Still on Ko Rong Samloem for the holidays. We move from the Jungle Bay Bungalows, to a nondescript guest house for two days, to the paradise of Lazy Beach.

Below is a place we stopped several times for lunch, the Dolphin Bay Resort. They have three puppies.

Lazy Beach
Everyone LOVES puppies.

Because the simple bungalows of Jungle Bay were booked for the Dec 31 and Jan 01, we stay in a modest room behind a general store on the beach. Our friends Ulf & Susane move to the Lazy Beach Resort, a place they discover on their wanderings on the island. We join them for New Year’s Eve.

Lazy Beach
Lazy Beach bungalow

This is what we’ve been searching for. In three months of Asia travel, Lazy Beach is the best place we’ve seen so far, tropical-paradise-wise.

Sunset on Lazy Beach

Too bad about the name, with its connotations of vice. I would rename it Butterfly Beach, because flights of enormous colourful butterflies are everywhere.

Oh, and  its LOGO sucks.

Happy 2018!

After a BBQ buffet, we gather on the beach.

Lazy Beach
Seeing in the New Year with a midnight bonfire

I realize we’re holding beverages in every photo above, but it’s New Year’s Eve, after all.

The same day Ulf & Susane move out, we move in for our final few days on the island.

Lazy Beach has several things going for it.

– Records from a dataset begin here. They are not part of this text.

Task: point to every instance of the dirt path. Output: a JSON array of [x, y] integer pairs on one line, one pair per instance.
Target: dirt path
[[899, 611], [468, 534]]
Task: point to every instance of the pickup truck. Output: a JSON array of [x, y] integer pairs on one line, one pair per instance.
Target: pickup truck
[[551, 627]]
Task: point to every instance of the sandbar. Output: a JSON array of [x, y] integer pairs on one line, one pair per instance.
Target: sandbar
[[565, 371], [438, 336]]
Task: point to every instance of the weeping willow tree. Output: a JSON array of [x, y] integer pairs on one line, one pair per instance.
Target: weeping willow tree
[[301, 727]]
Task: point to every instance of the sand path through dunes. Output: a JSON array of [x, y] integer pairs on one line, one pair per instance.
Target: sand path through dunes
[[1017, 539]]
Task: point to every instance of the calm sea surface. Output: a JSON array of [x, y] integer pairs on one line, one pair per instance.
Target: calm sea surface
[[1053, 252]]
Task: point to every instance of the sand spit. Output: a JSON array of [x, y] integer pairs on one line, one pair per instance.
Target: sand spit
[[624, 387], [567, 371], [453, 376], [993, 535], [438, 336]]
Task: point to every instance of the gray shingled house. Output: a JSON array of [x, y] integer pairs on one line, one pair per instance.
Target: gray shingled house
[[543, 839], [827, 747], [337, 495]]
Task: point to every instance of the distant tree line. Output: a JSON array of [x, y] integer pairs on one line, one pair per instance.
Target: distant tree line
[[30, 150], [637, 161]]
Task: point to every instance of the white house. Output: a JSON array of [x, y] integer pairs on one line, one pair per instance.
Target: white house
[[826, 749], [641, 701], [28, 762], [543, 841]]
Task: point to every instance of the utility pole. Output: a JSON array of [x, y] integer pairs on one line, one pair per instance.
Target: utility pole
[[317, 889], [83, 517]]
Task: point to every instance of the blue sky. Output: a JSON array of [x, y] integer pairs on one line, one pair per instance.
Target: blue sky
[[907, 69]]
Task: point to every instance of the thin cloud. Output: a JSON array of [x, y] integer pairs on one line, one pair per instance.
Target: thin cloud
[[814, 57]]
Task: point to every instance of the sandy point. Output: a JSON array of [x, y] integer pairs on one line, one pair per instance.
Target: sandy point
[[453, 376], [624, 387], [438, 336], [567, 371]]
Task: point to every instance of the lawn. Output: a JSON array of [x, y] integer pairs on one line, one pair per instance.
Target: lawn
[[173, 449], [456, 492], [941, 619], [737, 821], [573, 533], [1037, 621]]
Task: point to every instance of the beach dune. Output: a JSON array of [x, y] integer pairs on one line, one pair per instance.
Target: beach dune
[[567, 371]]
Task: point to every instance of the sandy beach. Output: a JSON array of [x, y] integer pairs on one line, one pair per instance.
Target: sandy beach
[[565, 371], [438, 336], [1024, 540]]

  • It’s isolated by a 1.5 kilometre jungle trail crossing the island. True to its name, this would deter 90% of humanity from going there. It does have its own boat to the mainland, which is how we go back.
  • It’s run by a UK person, who had the stroke of genius to realize that people don’t equate ‘tropical paradise’ with ‘bags of fetid garbage’ and ‘mountains of discarded construction debris’ and ‘damaged speakers crackling out Bob Marley 14 hours a day’. It is spotless and tranquil.
  • No WiFi or other connectivity. There’s an expression in IT: ‘That’s not a bug, that’s a feature.’
  • It costs US$ 65 a day, which is a lot for this part of the world, but a fraction of what we’ve paid in other exclusive resorts. (The kind we stay in all the time.) (Well, once every blue moon.)
  • Excellent food in the restaurant.
  • There is no outside/through pedestrian traffic. It nestles between two steep hills. (See bullet one).
  • It’s not listed in the usual booking websites, so it attracts an elevated level of clientele. Like us. (See bullet four).

The new inhabitants of bungalow 17.

Lazy Beach
Going for a snorkel
Lazy Beach
The Girl from Ipanema (or Porto Alegre)

We hike up to Sunset Peak to view the, er, sunset.

Lazy Beach
Lazy Beach far below
Lazy Beach
Last day on Koh Rong Samloem

As the sloth of the holiday season passes, expect a return to more frequent blog entries.

Happy New Year, everyone!

Sight or Insight of the Day – Lazy Beach

Something to add to the Koh Rong Samloem bestiary besides spiders and snakes – monkeys and hornbills!

Lazy Beach
Just the bill, please.

As we walk to the Lazy Beach Resort, we pass an open area over which about a dozen hornbills fly from one tree to another. (I was not quick enough to get a photo – I borrowed this from someone else, but it’s a genuine Koh Rong Samloem hornbill.)

We also have monkeys. A troop of them inhabit the jungle trail between Saracen Beach and Lazy Beach. These are well-behaved monkeys that stick to the treetops, not like the manic, human-acclimatized delinquents in Lopburi.